Aprendendo as regras do jogo

A estruturação de uma federação partidária precisa ser pactuada, sem incorrer na tentação do hegemonismo. No concernente à organização, há que ter responsabilidade, disciplina e mecanismos consensuados de deliberação. No que concerne o programa, “que seja fortemente antineoliberal, que reforce a democracia participativa e o papel do Estado na garantia de direitos fundamentais, que construa o ecossocialismo e a transição ecológica, que retome nosso projeto de soberania nacional e união dos povos latino-americanos e que garanta direitos de igualdade a mulheres, negros e negras, indígenas, e à comunidade LGBTQIA+”, pondera com acerto o cientista político Wagner Romão, no instigante artigo “Federação partidária – o debate no PT” (postado no site A Terra é Redonda).

As federações atuarão como se fossem um partido no Parlamento, com deveres adstritos à fidelidade partidária, um programa, estatuto e normas de funcionamento próprios. Contudo, a Lei 14.208/21 preserva a identidade e a autonomia dos partidos sob a federação, mantendo suas cores, número, conformação, estatuto e regimento interno. A abrangência, porém, das federações é nacional e possui uma duração mínima de quatro anos, com penalidades na hipótese de rompimento do contrato no meio do caminho: proibição de participar de outra consorciação, vedação de coligações nas duas eleições seguintes e de utilizar os recursos do fundo partidário até o término do período em vigor do agrupamento de origem. Ademais, cabe às conjuminações de partidos acordarem a escolha e o registro de candidatos nas disputas majoritárias e proporcionais, inclusive a arrecadação e a aplicação em futuras campanhas e propagandas eleitorais. Por aí vão as mudanças.

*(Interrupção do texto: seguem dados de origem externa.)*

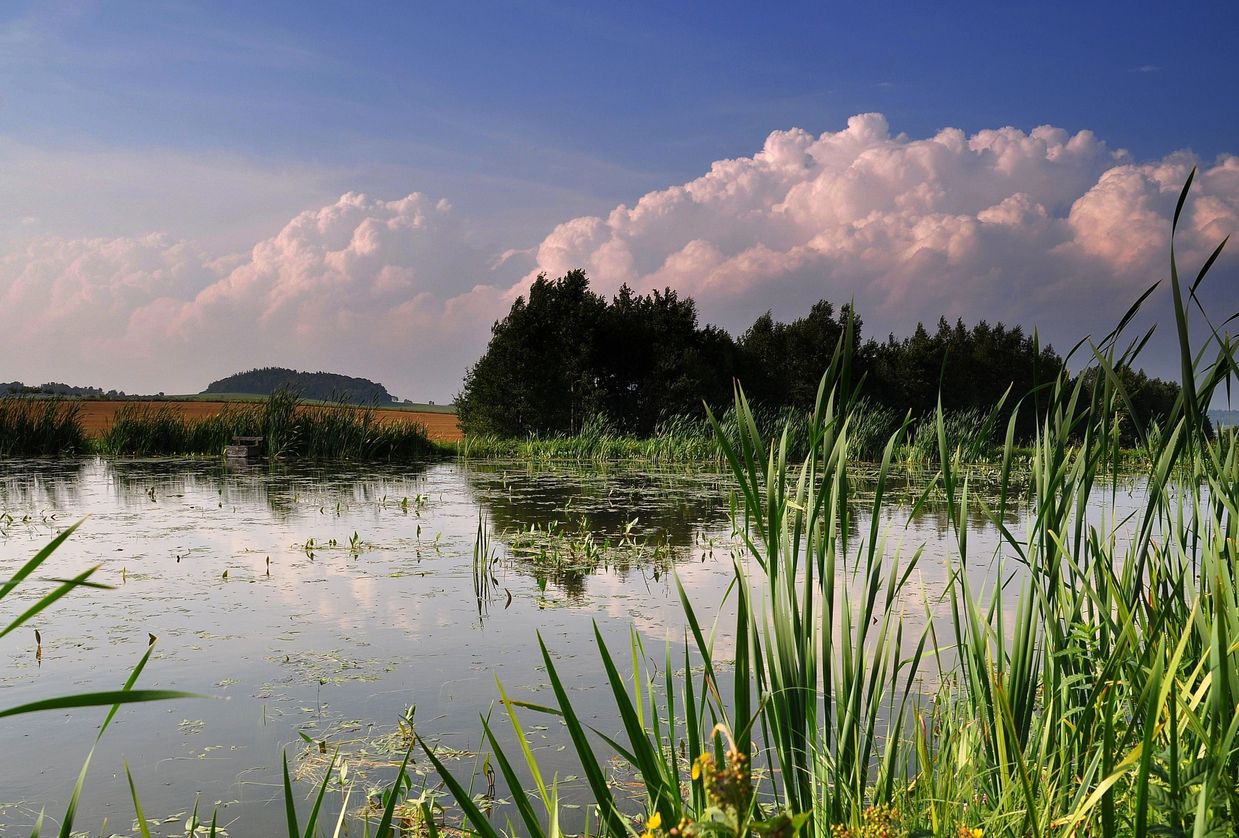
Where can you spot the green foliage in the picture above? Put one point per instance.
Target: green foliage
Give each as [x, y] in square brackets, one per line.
[566, 365]
[566, 355]
[290, 430]
[1089, 687]
[36, 427]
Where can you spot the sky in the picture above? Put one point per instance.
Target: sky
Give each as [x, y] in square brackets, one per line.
[193, 189]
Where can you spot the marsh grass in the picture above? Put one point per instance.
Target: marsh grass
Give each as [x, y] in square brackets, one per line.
[1089, 687]
[290, 430]
[696, 440]
[35, 427]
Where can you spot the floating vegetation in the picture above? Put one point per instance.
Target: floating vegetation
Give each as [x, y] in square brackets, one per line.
[1089, 687]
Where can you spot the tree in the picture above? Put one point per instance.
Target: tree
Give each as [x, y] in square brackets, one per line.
[783, 363]
[537, 373]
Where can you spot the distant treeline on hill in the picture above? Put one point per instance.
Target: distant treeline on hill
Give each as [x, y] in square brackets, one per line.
[565, 353]
[56, 388]
[325, 386]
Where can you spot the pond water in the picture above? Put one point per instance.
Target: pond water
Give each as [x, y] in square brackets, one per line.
[330, 601]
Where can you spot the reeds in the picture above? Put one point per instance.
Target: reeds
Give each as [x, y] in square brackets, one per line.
[289, 429]
[1089, 687]
[695, 440]
[36, 427]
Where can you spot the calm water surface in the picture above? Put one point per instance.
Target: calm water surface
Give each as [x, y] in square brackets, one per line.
[330, 601]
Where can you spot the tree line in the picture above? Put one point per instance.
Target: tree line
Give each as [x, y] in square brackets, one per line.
[565, 353]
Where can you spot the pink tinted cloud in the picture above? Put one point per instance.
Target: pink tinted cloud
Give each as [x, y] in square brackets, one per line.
[1038, 227]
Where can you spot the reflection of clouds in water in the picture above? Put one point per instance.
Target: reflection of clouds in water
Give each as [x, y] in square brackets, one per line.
[409, 603]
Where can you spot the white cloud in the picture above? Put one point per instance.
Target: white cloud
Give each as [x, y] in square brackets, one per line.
[1042, 227]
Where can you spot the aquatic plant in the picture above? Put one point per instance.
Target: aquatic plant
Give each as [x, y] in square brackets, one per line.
[1090, 688]
[289, 430]
[39, 427]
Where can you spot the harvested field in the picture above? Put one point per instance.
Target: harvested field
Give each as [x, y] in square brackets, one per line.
[97, 415]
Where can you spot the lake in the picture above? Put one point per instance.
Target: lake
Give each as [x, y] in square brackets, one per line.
[331, 600]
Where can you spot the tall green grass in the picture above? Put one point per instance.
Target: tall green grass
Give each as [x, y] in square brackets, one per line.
[31, 427]
[1082, 682]
[290, 430]
[687, 439]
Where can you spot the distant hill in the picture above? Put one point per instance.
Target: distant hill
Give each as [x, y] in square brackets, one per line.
[1224, 418]
[326, 386]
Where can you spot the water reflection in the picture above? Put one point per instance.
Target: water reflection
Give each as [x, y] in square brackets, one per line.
[310, 599]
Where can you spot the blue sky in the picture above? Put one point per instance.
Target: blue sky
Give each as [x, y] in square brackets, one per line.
[217, 123]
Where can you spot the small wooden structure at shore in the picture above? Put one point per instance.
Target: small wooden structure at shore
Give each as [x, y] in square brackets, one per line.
[244, 448]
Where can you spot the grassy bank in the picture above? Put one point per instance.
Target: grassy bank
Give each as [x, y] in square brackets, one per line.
[289, 428]
[40, 428]
[978, 435]
[1085, 684]
[1089, 687]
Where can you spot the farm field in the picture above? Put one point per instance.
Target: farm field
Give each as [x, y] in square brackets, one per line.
[97, 415]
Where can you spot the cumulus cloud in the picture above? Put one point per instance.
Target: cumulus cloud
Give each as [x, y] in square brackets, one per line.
[385, 289]
[1043, 228]
[1025, 227]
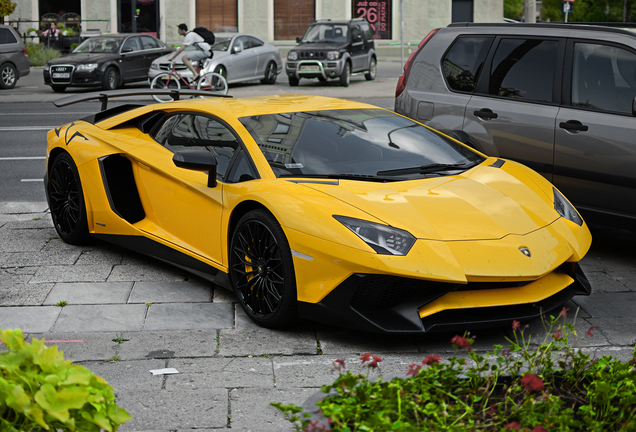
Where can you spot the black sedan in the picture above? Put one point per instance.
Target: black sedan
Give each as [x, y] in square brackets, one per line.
[107, 61]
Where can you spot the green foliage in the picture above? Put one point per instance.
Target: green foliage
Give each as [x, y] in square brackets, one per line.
[39, 54]
[40, 390]
[550, 387]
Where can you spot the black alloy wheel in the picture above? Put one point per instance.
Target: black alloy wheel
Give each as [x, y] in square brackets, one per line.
[262, 270]
[66, 200]
[270, 73]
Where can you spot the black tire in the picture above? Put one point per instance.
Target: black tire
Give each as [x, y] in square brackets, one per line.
[346, 75]
[66, 200]
[8, 76]
[110, 79]
[262, 270]
[270, 73]
[373, 66]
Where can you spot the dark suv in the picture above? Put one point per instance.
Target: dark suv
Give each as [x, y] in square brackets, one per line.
[559, 98]
[333, 50]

Pelos critérios de representação agora estabelecidos impõe-se às legendas 2% dos votos válidos distribuídos em pelo menos um terço dos estados, com o mínimo de 1% em cada. Ou 11 deputados eleitos em nove unidades federativas. Tais cláusulas impulsionam a quase obrigatoriedade da configuração de federações no espectro político. “Partidos como Rede, PV, Patriota, Cidadania, PCdoB, Avante, Novo, PSOL e PROS deverão fazer federações, uma vez que se permanecerem isolados, correm risco de não terem acesso ao fundo partidário”, projeta Romão. “Como se dará a convivência entre o PT e os partidos da nossa federação é tarefa a ser construída com rapidez e imaginação política”, arremata. Se as federações conferem a bem-vinda racionalidade à sopa política de letrinhas, a irmandade e a camaradagem conferem a aura socialista. Então mãos à obra.

A atividade política de superação do status quo vai além das individualidades, requer uma coordenação coletiva e uma sociabilidade permeável à interconexão entre compagni, comrades, compañeros. Enfim, entre os “construtores de sonhos”, na bela metáfora usada por Lula da Silva no Sindicato dos Metalúrgicos, de São Bernardo, pouco antes de ser preso injustamente. O alpinismo do abominável despresidente fascista, na escalada para o Palácio do Planalto, foi resultado do estratagema elitista – “com tudo”. Assim, se fraudou a frágil soberania popular lá atrás. Que, em 2022, as e os militantes de esquerda e centro-esquerda não apenas se sintam, mas também ajam como irmãs / irmãos / camaradas na federação pela emancipação. Chegou o ano da colheita. Fora Bolsonaro.

P.S.: Uns acusarão o texto de idealista. A realpolitk, no pêndulo cultural que vai do oportunismo rasteiro ao individualismo pequeno-burguês obedeceria a uma lógica mesquinha de curto prazo. Outros irão dizer que as linhas de conduta apontadas, no máximo, alcançariam o discurso de correntes mais à esquerda, e não necessariamente a prática. Ambas as considerações estão corretas. Mas o que a reflexão acima quis não foi repisar o realismo maquiaveliano. Foi desdobrar os sonhos de uma vida melhor na política, com “o espírito da utopia” de Ernst Bloch. Não é régua, é guia.

*Luiz Marques é professor de ciência política na UFRGS. Foi secretário estadual de cultura do Rio Grande do Sul no governo Olívio Dutra.